28. GitHub Actions Targeting Consistency

The attached workflow correctly includes dns.tfvars, validates DNS files, installs Ansible requirements, and tests each DNS zone externally over UDP and TCP.

Current limitation:


DNS file changed
  ↓
Terraform plan contains no VM create/update
  ↓
No plan-derived Ansible target
  ↓
Ansible is skipped unless workflow_dispatch ansible_limit is supplied

Until the workflow is enhanced, every DNS-only deployment must use:


ansible_limit: prod-dns-01

Recommended workflow enhancement:


When changed files match any of these paths:
envs/prod/ansible/configure-dns.yml
envs/prod/ansible/group_vars/dns.yml
envs/prod/ansible/templates/named.conf.options.j2
envs/prod/ansible/files/bind/**

And no manual ansible_limit was supplied:
set ansible_limit=dns
set target_source=DNS configuration change

Keep manual input highest priority, plan-derived changed VM names second, and component-derived targets third. Never default to all for a DNS-only change.


29. SOA Serial Management

Use one monotonically increasing 32-bit unsigned serial per zone.

Approved format:


YYYYMMDDNN

YYYY = four-digit year
MM   = two-digit month
DD   = two-digit day
NN   = revision number for that day, starting at 01

Example:


First change on June 13, 2026: 2026061301
Second change on June 13, 2026: 2026061302

Do not reset a serial to a lower value. A future secondary server relies on serial ordering to detect zone updates.

Check the active serial:


dig @192.168.8.4 aspireclan.com SOA +short
dig @192.168.8.4 tidyshelves.com SOA +short
dig @192.168.8.4 shelvera.com SOA +short

30. Add a New Managed Zone

To add a zone such as <NEW_ZONE>:


1. Confirm that internal split DNS is actually required.
2. Inventory the public records internal clients still need.
3. Create ansible/files/bind/zones/db.<NEW_ZONE>.
4. Add a primary zone block to named.conf.local.
5. Add <NEW_ZONE> to dns_zones.
6. Run named-checkzone.
7. Run named-checkconf.
8. Deploy with --limit prod-dns-01.
9. Test SOA, NS, internal records, and preserved public records.
10. Test an intentionally missing name and confirm the expected NXDOMAIN behavior.

Do not add an entire public domain as an internal authoritative zone merely to override one name without understanding the requirement to maintain all needed records in that zone.

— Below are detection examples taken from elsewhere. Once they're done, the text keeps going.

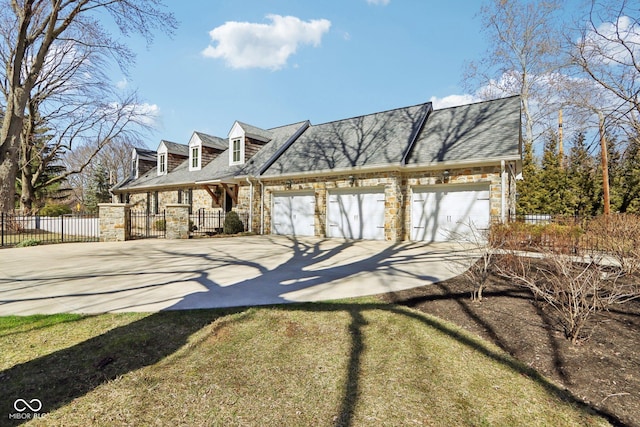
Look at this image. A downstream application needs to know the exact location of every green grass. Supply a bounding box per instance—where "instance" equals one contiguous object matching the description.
[0,299,607,426]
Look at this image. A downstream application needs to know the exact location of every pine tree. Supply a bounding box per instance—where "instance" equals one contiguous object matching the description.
[567,133,602,216]
[537,133,575,215]
[619,134,640,213]
[516,142,541,215]
[85,163,111,213]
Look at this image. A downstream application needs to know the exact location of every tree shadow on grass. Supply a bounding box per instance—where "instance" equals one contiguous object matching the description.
[273,303,625,427]
[0,309,242,425]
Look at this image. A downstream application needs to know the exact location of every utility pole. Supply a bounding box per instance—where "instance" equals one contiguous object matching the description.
[598,111,611,216]
[558,108,564,169]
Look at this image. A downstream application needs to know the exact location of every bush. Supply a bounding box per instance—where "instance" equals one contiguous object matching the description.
[153,219,167,231]
[38,203,71,216]
[16,239,40,248]
[222,211,244,234]
[489,222,584,253]
[586,213,640,274]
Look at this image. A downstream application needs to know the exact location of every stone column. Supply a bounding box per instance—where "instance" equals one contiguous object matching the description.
[98,203,131,242]
[165,204,189,239]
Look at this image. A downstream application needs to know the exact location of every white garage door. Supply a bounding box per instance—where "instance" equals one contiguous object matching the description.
[327,190,384,240]
[411,184,491,242]
[271,194,316,236]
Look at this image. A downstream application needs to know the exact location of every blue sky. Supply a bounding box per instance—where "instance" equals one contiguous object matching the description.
[113,0,544,148]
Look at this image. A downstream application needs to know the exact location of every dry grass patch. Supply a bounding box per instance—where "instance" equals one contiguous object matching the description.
[0,299,607,426]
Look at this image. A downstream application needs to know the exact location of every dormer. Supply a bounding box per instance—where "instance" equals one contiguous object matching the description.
[228,121,271,165]
[131,147,156,179]
[156,145,169,176]
[155,140,189,176]
[189,132,227,171]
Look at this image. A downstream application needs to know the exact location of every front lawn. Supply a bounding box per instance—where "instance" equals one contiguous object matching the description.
[0,298,608,426]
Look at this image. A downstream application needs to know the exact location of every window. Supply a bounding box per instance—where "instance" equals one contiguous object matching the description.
[191,147,200,169]
[153,191,160,215]
[231,138,242,163]
[158,153,167,175]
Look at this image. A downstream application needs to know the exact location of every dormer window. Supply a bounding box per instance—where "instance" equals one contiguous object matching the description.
[158,153,167,175]
[231,138,244,164]
[156,145,169,176]
[189,144,202,171]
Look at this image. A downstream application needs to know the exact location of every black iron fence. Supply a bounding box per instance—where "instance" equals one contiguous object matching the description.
[129,211,167,239]
[0,212,100,247]
[189,209,249,237]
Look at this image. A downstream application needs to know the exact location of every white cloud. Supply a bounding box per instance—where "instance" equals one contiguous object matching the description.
[429,93,481,110]
[116,77,129,90]
[202,15,331,70]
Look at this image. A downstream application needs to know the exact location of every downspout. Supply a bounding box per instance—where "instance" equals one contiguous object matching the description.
[500,160,507,224]
[258,178,264,234]
[246,177,253,232]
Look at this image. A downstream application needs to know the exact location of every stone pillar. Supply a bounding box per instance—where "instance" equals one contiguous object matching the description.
[165,204,189,239]
[98,203,131,242]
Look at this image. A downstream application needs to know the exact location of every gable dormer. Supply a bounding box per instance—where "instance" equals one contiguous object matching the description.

When only a small override is required, evaluate whether a dedicated internal subdomain is safer and easier to maintain.


31. Remove a Managed Zone

Removing a zone changes resolution behavior from internal authoritative answers to public forwarding.

Procedure:


1. Confirm no internal-only records still depend on the zone.
2. Export and back up the current zone file.
3. Remove the zone block from named.conf.local.
4. Remove the zone from dns_zones.
5. Remove the managed file only after the first successful deployment.
6. Run named-checkconf.
7. Deploy with --limit prod-dns-01.
8. Flush BIND cache for the affected name or zone when necessary.
9. Confirm queries now return the intended public DNS answers.
10. Retain the Git history and backup for rollback.

Do not delete a zone file from the server manually while the active configuration still references it.


32. Configure Infrastructure Clients

Infrastructure VMs should receive 192.168.8.4 through DHCP or an Ansible-managed Netplan override.

Example Netplan override for a normal infrastructure client:


network:
version: 2
ethernets:
  ens18:
    dhcp4: true
    dhcp4-overrides:
      use-dns: false
    nameservers:
      addresses:
        - 192.168.8.4

Apply and verify:


sudo netplan generate
sudo netplan apply
sudo resolvectl flush-caches

resolvectl dns ens18
getent ahostsv4 harbor.aspireclan.com
getent ahostsv4 github.com

Expected client resolver list:


192.168.8.4 only

The client must not list 1.1.1.1, 8.8.8.8, or the router as an additional resolver when split DNS consistency is required.


33. Configure prod-dns-01's Own Resolver

The DNS server is a special case. It should not depend on an unavailable external client resolver after BIND is healthy.

Approved sequence:


1. During first package installation, use the temporary DHCP-provided resolver.
2. Start BIND and validate local authoritative and forwarded queries.
3. Configure the host resolver to send queries to local BIND.
4. Keep public resolvers only in BIND's forwarders block.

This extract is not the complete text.